How important is the history?

90 percent of all diagnoses can be made with the help of anamnesis and physical examination - if the doctor is experienced and evaluates all received information correctly. A good doctor or therapist masters the art of filtering out the crucial information from all the information and then making the right diagnosis. The form of the interview is crucial - a patient who feels valued and decreases his doctor, that he cares in the best possible way to him, will make a significant contribution to ensure that all relevant information to the doctor!

How detailed must a medical history be?

The success of further treatment depends largely on what information the doctor receives through the history and physical examination. Therefore, he will handle the anamnestic survey in varying degrees depending on the type of complaint and the area of ​​expertise as well as on his experience. His goal is yes, with the help of the anamnesis and physical examination to make a suspected diagnosis, which he can then secure with further investigations and then treat the patient optimally.

So there is no fixed duration of an anamnesis, it can last 5 minutes (eg in known patients), but also 50 minutes! Frequently, the initial history is supplemented by further information in the course of the treatment process, so that the doctor over time receives an increasingly detailed picture of his patient.

When is a history omitted?

The more life-threatening the disease state of the person affected, the more the history taking of life-saving first measures is pushed into the background.

The motto in the rescue service is: SIMPLE - in addition to the symptoms of allergies (immune reactions), drugs, the patient history, the last relevant information for the problem (eg in gynecological patients after the last menstruation) and the acute event asked. Meanwhile, all measures are taken to stabilize the patient, ie to avert his life-threatening condition. All other anamnestic information will be collected later if the patient is aware of the acute danger.

In unconscious patients often only the external medical history - that is the questioning of third - give important clues to the underlying disease: In someone with diabetes, a diabetic coma may have occurred in drug addiction may be an overdose in question, known heart disease is a heart attack excluded,

Even with mentally confused patients who can not provide information about their person and their complaints, relatives and caregivers often need to be interviewed. However, this does not preclude a specific medical questioning of the patient - thus the degree of confusion can be determined and controlled as to whether a change occurs with appropriate medication.

What happens after the medical history?

Once the doctor has received all the relevant information, he determines the further course of action. In many disciplines, the history taking is accompanied by the physical examination, so that the next step is followed by the first examinations that require technical equipment such as blood samples, X-rays or ultrasound. Even the first therapeutic measures are initiated - whether the administration of a painkiller or the intravenous administration of fluid with an infusion.

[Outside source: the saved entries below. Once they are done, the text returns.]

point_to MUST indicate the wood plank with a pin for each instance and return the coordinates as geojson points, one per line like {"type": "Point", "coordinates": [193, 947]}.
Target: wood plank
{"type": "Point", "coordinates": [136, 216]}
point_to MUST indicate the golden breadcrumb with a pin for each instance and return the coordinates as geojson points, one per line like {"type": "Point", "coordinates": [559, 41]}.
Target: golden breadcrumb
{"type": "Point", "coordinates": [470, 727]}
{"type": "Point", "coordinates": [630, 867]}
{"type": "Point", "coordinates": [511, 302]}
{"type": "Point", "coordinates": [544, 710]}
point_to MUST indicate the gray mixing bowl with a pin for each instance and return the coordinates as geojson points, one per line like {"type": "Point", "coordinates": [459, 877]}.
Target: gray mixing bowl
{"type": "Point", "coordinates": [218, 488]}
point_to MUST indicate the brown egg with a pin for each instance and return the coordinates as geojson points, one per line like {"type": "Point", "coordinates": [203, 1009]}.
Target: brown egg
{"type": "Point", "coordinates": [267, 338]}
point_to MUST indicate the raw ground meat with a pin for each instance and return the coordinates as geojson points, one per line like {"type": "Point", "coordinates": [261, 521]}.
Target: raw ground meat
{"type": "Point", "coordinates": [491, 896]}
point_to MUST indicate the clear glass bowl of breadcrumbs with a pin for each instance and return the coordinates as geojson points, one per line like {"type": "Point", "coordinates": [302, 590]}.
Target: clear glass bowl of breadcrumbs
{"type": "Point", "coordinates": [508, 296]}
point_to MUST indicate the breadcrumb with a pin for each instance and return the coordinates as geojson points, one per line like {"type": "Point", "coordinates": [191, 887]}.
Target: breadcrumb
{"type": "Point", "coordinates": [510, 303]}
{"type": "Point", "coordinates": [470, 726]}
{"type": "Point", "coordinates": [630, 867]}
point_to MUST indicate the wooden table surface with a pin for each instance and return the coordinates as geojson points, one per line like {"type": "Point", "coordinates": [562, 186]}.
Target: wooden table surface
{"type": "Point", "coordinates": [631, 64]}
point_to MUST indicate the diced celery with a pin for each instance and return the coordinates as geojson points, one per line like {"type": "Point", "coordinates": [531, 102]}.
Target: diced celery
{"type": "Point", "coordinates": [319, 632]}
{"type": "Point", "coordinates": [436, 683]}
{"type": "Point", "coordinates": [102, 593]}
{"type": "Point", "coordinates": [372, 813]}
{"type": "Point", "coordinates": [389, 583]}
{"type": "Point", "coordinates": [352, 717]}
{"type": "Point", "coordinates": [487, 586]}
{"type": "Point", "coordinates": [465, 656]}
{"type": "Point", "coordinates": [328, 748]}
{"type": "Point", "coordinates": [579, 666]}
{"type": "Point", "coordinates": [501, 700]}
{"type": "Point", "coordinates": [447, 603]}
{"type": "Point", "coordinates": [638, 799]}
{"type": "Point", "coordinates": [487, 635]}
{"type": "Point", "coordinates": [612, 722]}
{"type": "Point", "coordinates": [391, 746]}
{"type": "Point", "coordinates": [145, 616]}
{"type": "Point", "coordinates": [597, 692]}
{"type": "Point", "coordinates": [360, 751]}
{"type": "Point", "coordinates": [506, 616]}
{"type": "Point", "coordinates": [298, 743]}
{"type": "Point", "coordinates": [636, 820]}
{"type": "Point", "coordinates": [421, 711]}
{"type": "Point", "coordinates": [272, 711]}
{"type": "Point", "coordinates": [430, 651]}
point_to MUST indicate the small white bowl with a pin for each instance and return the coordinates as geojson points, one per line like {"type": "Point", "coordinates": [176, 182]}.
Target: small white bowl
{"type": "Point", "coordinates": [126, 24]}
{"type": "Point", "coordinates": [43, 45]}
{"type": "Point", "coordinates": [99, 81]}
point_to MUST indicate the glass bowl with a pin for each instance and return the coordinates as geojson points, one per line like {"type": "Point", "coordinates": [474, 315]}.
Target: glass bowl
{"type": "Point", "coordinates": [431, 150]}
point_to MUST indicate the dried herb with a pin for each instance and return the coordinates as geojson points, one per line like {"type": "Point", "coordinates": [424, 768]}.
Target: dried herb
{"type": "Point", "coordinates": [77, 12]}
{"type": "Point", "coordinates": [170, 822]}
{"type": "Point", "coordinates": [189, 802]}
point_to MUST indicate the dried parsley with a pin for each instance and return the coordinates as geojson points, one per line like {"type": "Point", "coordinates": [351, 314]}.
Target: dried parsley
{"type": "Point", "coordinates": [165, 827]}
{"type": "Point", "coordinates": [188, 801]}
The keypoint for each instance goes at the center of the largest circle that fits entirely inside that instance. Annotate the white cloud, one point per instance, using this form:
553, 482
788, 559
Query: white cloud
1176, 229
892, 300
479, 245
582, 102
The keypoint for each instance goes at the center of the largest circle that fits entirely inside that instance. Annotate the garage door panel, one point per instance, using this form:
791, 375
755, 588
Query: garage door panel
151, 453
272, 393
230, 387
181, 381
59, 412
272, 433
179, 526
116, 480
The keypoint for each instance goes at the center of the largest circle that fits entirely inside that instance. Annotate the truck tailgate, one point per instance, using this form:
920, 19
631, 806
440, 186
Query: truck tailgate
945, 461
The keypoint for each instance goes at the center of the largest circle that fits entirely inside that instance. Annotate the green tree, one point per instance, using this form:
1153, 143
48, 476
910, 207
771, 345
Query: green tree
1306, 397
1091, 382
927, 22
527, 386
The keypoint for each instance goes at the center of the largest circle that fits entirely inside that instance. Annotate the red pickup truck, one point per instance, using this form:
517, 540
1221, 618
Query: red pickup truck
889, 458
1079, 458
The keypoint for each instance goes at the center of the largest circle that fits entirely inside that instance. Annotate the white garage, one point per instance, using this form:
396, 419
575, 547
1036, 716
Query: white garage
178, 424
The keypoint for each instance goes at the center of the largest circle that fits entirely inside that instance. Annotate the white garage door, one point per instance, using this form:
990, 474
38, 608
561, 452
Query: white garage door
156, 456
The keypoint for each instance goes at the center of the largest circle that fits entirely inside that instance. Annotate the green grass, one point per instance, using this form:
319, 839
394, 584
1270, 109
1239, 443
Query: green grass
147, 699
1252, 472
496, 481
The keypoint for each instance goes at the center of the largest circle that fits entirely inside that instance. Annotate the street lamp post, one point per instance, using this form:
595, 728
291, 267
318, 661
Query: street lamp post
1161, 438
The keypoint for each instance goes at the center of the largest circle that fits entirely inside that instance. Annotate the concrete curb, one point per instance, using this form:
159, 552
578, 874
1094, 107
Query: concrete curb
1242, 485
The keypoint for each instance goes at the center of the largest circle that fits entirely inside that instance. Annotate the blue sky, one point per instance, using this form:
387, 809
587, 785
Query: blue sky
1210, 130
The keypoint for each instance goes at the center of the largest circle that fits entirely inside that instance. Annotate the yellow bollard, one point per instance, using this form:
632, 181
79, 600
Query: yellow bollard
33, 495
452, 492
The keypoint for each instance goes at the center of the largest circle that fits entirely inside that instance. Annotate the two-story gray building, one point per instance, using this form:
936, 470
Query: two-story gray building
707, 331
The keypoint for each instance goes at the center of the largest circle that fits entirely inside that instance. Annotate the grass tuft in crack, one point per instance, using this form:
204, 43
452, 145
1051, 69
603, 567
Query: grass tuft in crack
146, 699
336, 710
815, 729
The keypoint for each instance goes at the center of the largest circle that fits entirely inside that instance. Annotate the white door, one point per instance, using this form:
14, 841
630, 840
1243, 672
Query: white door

Particularly important is the documentation of the anamnesis with the suspected diagnosis, so that even with a change of doctor remains apparent why the attending physician has opted for the chosen procedure with regard to examinations and therapy. Usually, all information is entered in standardized medical history sheets, so that missing information can be noticed and added. In some hospitals, medical history and admission findings are now dictated immediately, so that the anamnesis is available in digital form to all departments.